Pas la peine de créer de nouveaux médicaments si les patients n'y ont pas accès, affirme le grand patron de la multinationale française Sanofi (SNY), Chris Viehbacher, qui invite Québec à réviser les critères de remboursement des produits de pointe.

En entrevue à La Presse Affaires en marge de la Conférence de Montréal, hier, le directeur général de la cinquième société pharmaceutique du monde a souligné les incohérences du système de santé canadien, qui permet à chaque province de décider de rembourser ou pas des médicaments qui sont approuvés par le gouvernement fédéral.

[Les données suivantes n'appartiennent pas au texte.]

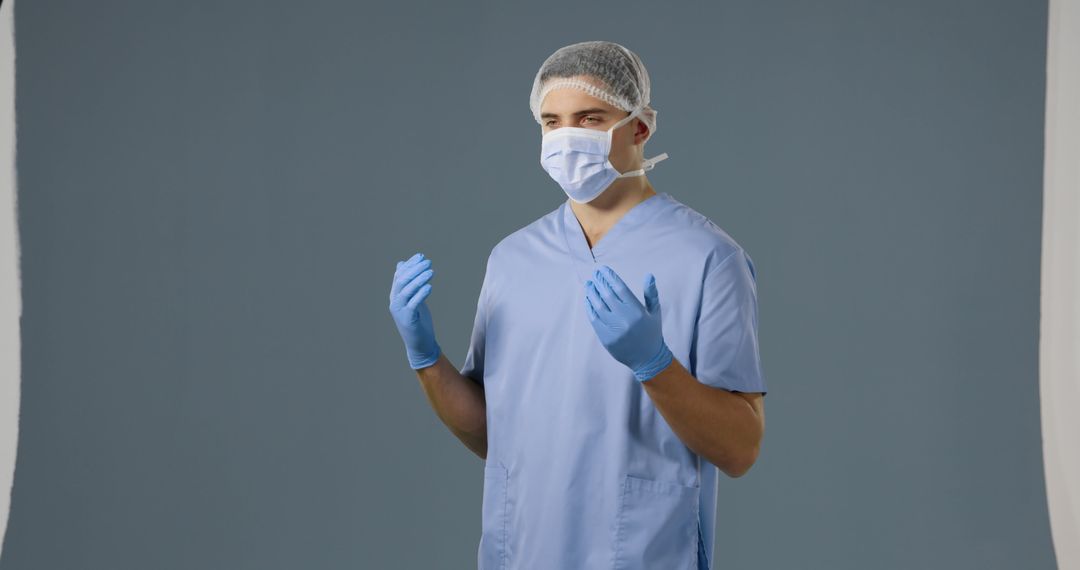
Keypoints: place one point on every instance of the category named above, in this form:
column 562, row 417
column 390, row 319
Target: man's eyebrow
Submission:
column 594, row 110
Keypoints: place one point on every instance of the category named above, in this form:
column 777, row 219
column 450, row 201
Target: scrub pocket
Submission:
column 493, row 541
column 656, row 526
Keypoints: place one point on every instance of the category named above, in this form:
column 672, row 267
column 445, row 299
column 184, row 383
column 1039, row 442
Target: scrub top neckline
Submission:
column 576, row 235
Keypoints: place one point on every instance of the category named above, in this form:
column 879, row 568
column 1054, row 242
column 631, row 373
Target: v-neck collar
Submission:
column 576, row 236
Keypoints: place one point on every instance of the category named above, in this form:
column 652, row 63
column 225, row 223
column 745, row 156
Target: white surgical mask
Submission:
column 577, row 159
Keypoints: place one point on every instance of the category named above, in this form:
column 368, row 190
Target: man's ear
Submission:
column 642, row 127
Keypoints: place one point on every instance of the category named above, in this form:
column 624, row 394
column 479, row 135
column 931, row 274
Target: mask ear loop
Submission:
column 646, row 164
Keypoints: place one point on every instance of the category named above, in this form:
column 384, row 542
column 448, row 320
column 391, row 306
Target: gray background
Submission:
column 214, row 195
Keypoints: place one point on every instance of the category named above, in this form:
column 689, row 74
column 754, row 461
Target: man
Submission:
column 603, row 416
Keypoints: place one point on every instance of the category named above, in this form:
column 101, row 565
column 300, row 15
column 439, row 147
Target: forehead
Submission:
column 570, row 100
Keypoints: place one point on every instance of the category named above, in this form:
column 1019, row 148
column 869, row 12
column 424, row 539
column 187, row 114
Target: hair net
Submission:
column 619, row 78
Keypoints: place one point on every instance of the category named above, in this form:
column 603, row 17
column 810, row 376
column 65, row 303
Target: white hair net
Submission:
column 619, row 78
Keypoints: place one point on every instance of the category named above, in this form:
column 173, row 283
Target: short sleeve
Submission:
column 726, row 345
column 473, row 366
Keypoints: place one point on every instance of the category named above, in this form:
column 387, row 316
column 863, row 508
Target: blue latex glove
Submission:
column 410, row 313
column 631, row 331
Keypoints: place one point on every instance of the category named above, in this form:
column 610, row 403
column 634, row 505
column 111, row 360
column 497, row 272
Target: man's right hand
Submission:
column 410, row 312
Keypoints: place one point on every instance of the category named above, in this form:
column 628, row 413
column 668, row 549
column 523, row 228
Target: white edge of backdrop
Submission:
column 11, row 301
column 1058, row 306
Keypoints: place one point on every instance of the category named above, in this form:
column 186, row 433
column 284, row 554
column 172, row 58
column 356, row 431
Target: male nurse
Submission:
column 612, row 369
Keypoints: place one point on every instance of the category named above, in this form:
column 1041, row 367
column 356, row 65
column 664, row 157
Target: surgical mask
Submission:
column 577, row 159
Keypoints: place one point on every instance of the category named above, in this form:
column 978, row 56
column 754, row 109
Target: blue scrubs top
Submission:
column 582, row 471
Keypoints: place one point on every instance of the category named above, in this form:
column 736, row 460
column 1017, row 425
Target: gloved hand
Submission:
column 628, row 329
column 410, row 313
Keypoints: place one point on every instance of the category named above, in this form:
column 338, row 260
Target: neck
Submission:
column 596, row 217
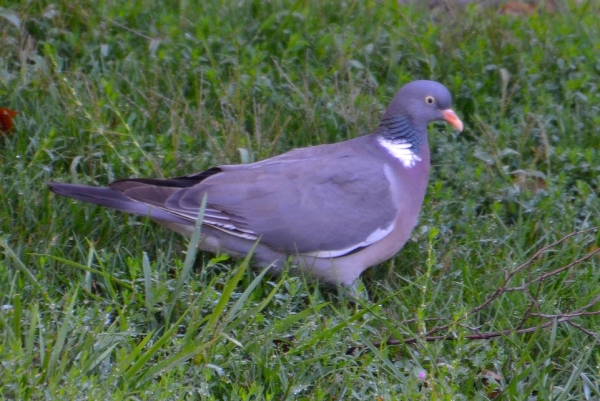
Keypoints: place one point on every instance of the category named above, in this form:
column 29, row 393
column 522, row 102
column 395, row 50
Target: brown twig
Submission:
column 551, row 319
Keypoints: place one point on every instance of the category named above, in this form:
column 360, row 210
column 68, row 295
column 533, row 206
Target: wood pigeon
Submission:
column 333, row 210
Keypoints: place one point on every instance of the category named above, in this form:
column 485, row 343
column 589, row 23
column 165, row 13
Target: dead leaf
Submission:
column 6, row 116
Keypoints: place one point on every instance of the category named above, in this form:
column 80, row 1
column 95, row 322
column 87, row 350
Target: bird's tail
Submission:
column 109, row 197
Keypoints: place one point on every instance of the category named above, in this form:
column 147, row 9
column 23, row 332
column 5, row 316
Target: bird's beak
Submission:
column 451, row 117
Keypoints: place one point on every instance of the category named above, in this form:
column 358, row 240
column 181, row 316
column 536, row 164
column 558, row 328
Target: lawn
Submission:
column 496, row 295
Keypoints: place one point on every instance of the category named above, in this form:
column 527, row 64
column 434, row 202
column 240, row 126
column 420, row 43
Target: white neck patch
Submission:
column 401, row 151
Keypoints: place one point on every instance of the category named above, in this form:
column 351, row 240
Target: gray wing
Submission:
column 318, row 201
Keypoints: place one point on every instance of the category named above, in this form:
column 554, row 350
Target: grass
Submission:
column 96, row 304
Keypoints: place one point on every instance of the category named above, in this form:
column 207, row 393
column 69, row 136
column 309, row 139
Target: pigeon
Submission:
column 331, row 210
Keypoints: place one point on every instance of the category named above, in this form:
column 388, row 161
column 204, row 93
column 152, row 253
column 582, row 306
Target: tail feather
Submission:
column 114, row 199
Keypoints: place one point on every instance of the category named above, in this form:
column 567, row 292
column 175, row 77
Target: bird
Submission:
column 332, row 210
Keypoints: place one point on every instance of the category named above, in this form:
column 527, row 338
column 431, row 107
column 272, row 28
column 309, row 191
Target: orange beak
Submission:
column 451, row 117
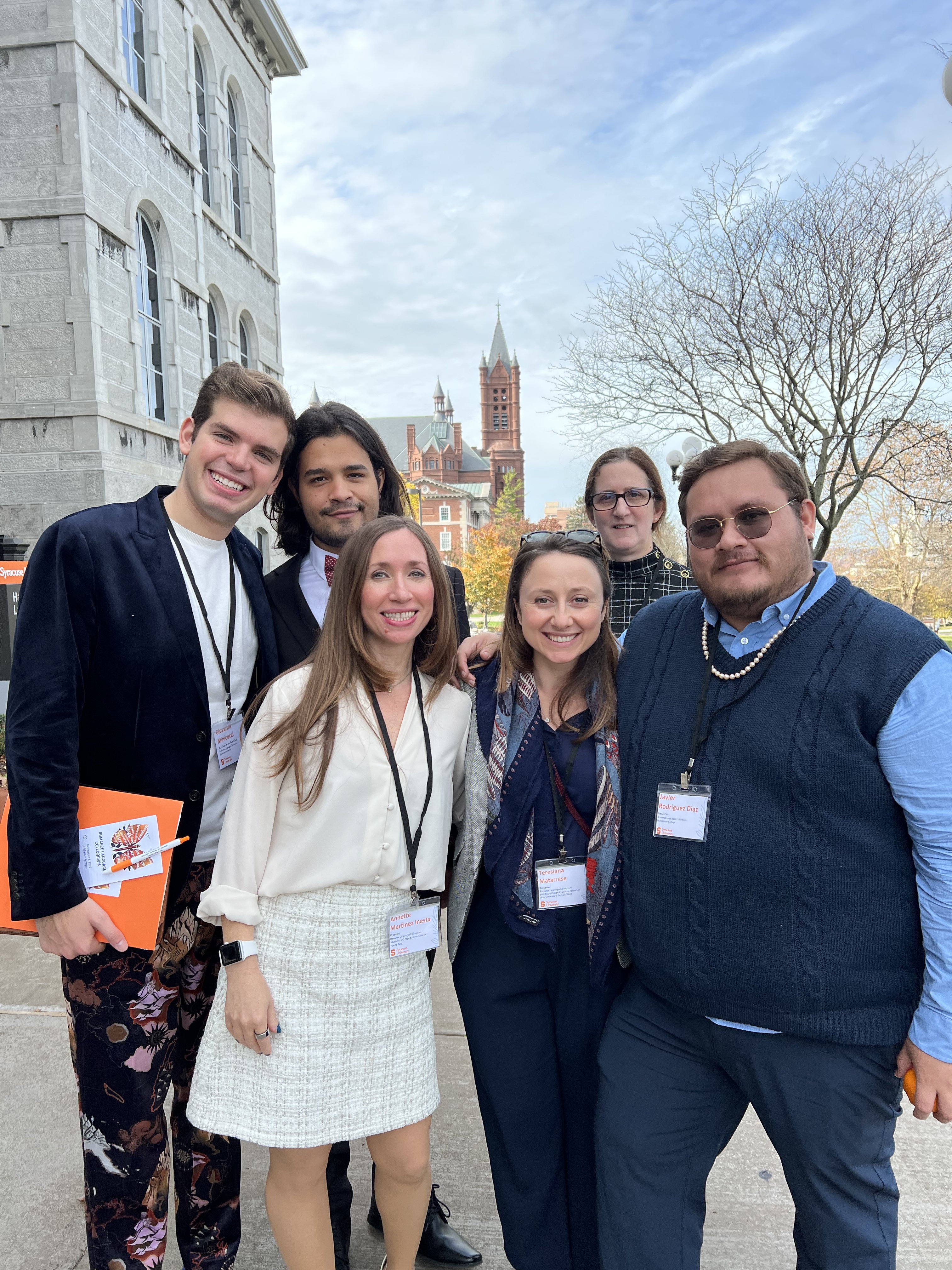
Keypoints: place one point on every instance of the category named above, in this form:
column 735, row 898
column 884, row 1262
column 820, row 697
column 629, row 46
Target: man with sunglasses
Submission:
column 787, row 860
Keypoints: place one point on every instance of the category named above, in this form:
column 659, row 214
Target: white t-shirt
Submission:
column 210, row 564
column 314, row 582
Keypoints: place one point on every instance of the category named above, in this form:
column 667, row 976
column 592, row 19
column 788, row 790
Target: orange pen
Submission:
column 909, row 1086
column 148, row 855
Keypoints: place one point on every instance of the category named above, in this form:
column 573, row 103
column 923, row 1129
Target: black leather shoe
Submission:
column 342, row 1250
column 374, row 1217
column 441, row 1243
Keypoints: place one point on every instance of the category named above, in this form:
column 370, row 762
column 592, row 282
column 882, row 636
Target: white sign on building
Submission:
column 138, row 237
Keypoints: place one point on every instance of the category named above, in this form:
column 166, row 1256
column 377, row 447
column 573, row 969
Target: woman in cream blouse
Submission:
column 320, row 1032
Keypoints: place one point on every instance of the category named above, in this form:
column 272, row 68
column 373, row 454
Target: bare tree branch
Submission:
column 815, row 317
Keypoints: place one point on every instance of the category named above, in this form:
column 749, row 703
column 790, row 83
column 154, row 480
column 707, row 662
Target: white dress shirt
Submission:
column 353, row 834
column 210, row 564
column 313, row 581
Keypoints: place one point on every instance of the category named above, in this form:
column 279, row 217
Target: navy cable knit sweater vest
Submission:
column 800, row 912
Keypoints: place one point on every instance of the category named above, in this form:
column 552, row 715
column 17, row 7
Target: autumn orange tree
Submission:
column 485, row 568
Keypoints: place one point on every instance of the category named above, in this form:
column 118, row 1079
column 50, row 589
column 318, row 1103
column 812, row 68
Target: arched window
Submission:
column 212, row 336
column 134, row 45
column 235, row 164
column 150, row 319
column 202, row 112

«On ne peut pas dire qu'il y a transparence, a indiqué M. Viehbacher, originaire de Colborne, en Ontario. Je pense que les patients sont en difficulté parce que des experts peuvent dire qu'un médicament est important dans une province, qu'il a été approuvé par le gouvernement fédéral, mais qu'au Québec, il n'est pas offert. Il faut avoir une prévisibilité dans le système, une transparence, parce qu'on va investir pendant des années et des années.»

Au Québec, des patients atteints du cancer réclament depuis plusieurs mois des changements dans la politique de remboursement des médicaments de pointe. Depuis, en fait, que Québec a intégré le défunt Conseil du médicament à l'Institut national d'excellence en santé et services sociaux (INESSS) en 2009.

Cet organisme est chargé d'analyser les nouveaux produits qui sont approuvés par Santé Canada, puis de recommander au gouvernement de les intégrer à la couverture de l'assurance médicaments. La Régie de l'assurance maladie du Québec (RAMQ) modifie par la suite la couverture en conséquence.

Or, le nouvel organisme a été critiqué pour sa réserve à l'égard des nouveaux produits. Des 10 derniers médicaments contre le cancer approuvés par Santé Canada, il n'en a retenu qu'un seul pour l'intégrer à la liste des produits remboursés par la RAMQ. La situation ne frustre pas que les patients, elle indispose aussi les entreprises qui investissent des millions pour créer de nouveaux médicaments. Des entreprises comme Sanofi, qui compte 100 000 collaborateurs répartis dans 100 pays.

«Il faut avoir une vraie réflexion sur les critères de remboursement des médicaments, estime Chris Viehbacher. Utiliser des experts, avoir une représentation pour les patients, et faire tout cela dans la transparence. On ne peut pas décider de rembourser un médicament ou pas derrière des portes fermées.»

Le ministre de la Santé, Yves Bolduc, a récemment annoncé que les oncologues seraient consultés avant l'approbation des médicaments contre le cancer.

Chris Viehbacher a également joint sa voix à celle de son concurrent Pfizer, qui a récemment réclamé un changement au régime de propriété intellectuelle dans le domaine pharmaceutique. La loi prévoit que les fabricants de médicaments originaux peuvent profiter de l'exclusivité commerciale d'un produit qu'ils créent pour 20 ans. Dans les faits, ce privilège varie de 5 à 10 ans, selon les délais de fabrication et d'approbation.

«Si le Canada veut montrer qu'il est sérieux en matière de recherche, dit-il, il faut absolument avoir une protection des idées.»

»Entre deux eaux»

Même si le système de santé est plus sollicité que jamais, que la population vieillit, l'industrie pharmaceutique traverse une crise. À Montréal, plusieurs entreprises ont été forcées de licencier des employés au cours des derniers mois, notamment Merck qui a fermé un laboratoire. Sanofi n'a pas échappé à la vague.

Elle a dû éliminer 150 emplois au Canada. Elle en compte aujourd'hui 900 au pays, dont plusieurs centaines dans son établissement de Laval, qui comprend un laboratoire de production.

«Nous sommes entre deux eaux, explique Chris Viehbacher. Nous faisons face à la fois à la menace de la réduction du remboursement du coût des médicaments et, en même temps, nous sommes obligés d'investir de plus en plus et de courir plus de risques pour la recherche et développement.»